Das Komitee sieht auch einen Schaden für die Demokratie - etwa durch das Erstellen von Profilen und gezielte Werbung. Denn die Polarisierung durch Algorithmen auf Social-Media-Plattformen verzerre den demokratischen Diskurs. Für die Erledigung von Behördengängen im Internet gebe es schon heute andere technische Lösungen. Mängel sieht das Komitee zudem beim Datenschutz. Im Gesetz fehle zudem eine griffige Garantie, dass die E-ID freiwillig bleibe.
Es sei irreführend, wenn die Befürworterseite suggeriere, für digitale Behördengänge brauche es die E-ID, sagte Monica Amgwerd, Generalsekretärin der Organisation «Digitale Integrität Schweiz».
«Viel besser als eine ID für alles wären viele IDs für vieles»
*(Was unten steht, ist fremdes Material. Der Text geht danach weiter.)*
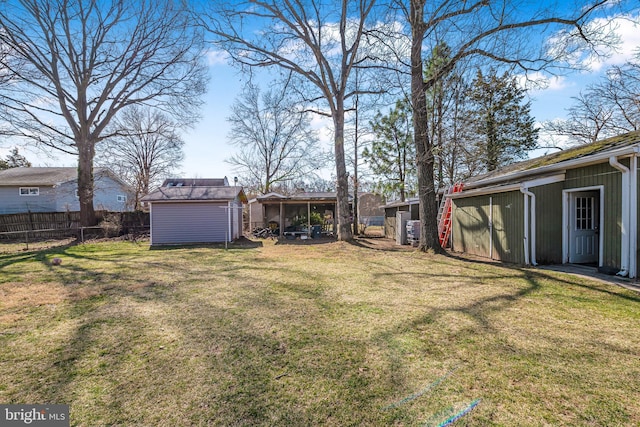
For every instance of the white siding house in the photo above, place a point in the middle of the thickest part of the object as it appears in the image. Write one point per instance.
(55, 190)
(195, 214)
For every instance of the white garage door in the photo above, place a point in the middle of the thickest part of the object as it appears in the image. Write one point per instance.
(188, 223)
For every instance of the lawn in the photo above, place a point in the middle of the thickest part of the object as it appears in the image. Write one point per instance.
(298, 335)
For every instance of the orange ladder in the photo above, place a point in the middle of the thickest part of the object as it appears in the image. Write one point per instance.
(444, 215)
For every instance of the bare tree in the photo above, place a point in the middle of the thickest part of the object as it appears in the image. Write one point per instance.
(274, 136)
(318, 41)
(14, 160)
(84, 61)
(146, 148)
(495, 30)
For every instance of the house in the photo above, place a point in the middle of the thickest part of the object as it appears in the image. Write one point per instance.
(37, 189)
(576, 206)
(296, 213)
(195, 211)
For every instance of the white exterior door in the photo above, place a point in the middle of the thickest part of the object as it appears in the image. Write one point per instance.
(583, 227)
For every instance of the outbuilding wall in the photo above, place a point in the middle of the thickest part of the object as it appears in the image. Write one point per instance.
(471, 219)
(549, 223)
(611, 179)
(188, 222)
(490, 226)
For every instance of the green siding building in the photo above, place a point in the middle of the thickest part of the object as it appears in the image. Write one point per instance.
(577, 206)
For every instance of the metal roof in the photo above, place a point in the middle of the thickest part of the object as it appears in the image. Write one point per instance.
(216, 193)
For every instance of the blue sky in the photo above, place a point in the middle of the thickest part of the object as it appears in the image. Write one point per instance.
(206, 147)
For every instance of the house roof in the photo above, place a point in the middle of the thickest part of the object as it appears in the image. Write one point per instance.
(193, 193)
(308, 196)
(36, 176)
(575, 157)
(195, 182)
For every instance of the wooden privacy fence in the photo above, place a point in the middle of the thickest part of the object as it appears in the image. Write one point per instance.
(47, 225)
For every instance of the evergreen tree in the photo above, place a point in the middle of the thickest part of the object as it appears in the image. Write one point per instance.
(14, 160)
(500, 120)
(392, 153)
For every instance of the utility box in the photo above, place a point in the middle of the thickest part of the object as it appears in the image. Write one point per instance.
(401, 226)
(413, 232)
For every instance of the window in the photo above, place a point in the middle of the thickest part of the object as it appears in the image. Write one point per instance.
(584, 213)
(29, 191)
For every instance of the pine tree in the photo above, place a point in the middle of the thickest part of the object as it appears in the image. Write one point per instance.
(392, 153)
(500, 120)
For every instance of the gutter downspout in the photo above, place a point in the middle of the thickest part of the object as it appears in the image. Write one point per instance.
(529, 257)
(624, 229)
(490, 227)
(229, 208)
(633, 214)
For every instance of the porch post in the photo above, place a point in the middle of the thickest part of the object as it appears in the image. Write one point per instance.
(281, 219)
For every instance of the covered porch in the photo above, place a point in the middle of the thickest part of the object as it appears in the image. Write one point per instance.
(303, 215)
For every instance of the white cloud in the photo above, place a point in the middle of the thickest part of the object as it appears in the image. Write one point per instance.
(538, 82)
(627, 30)
(217, 57)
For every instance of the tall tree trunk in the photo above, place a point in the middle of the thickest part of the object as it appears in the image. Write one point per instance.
(86, 153)
(424, 150)
(342, 184)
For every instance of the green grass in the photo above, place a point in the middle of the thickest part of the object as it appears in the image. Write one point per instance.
(333, 334)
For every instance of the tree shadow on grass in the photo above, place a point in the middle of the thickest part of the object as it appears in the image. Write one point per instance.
(242, 243)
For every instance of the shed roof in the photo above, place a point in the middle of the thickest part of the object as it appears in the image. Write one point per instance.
(37, 176)
(195, 182)
(570, 158)
(307, 196)
(193, 193)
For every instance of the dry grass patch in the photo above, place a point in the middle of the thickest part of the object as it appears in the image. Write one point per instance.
(331, 334)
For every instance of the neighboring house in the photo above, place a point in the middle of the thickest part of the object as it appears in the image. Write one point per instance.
(37, 189)
(576, 206)
(187, 211)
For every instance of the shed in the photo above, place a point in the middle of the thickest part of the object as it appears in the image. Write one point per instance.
(576, 206)
(391, 210)
(182, 214)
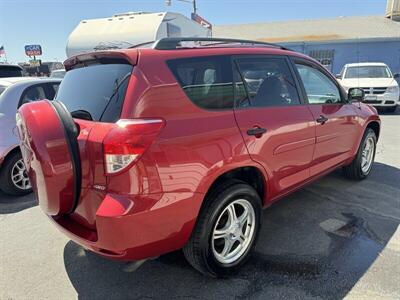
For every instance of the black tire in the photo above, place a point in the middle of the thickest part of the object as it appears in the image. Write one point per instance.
(198, 251)
(6, 183)
(354, 170)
Laut Gesetz könnten Firmen immer dann einen Ausweis verlangen, wenn es darum gehe, Identitätsdiebstahl auszuschliessen, warnte sie. Dies sei praktisch immer der Fall. Sie gab zudem zu bedenken, dass Passdaten im Datenhandel besonders wertvoll seien - und nun auf den Servern von Firmen zu landen drohten.
«Wir geben Daten ab, wir wollen aber verhindern, dass diese Daten verknüpft werden», erklärte Amgwerd auf Nachfrage. Genau diese Verknüpfung ermöglichten aber eine einheitliche Identifikation. «Viel besser als eine ID für alles wären viele IDs für vieles.»
Zudem könne die Infrastruktur der E-ID für ein Sozialkreditsystem verwendet werden, hiess es. In solchen Systemen würden Menschen überwacht, mit einem Punktesystem bewertet und so zu von der Regierung erwünschtem Verhalten angehalten. Im Gesetz fehle ein Ausschluss derartiger Verwendungen der Technologie.
Krach im Nein-Lager
Das Komitee wird getragen von der von früheren Mitgliedern der Piratenpartei gegründeten Gruppe «Digitale Integrität Schweiz», der Jungen SVP, der EDU sowie der Organisation «Freunde der Verfassung». Unterschriften gegen das E-ID-Gesetz gesammelt haben auch weitere Organisationen, darunter Mass-voll sowie die Piratenpartei. Diese führen jedoch eigene Nein-Kampagnen.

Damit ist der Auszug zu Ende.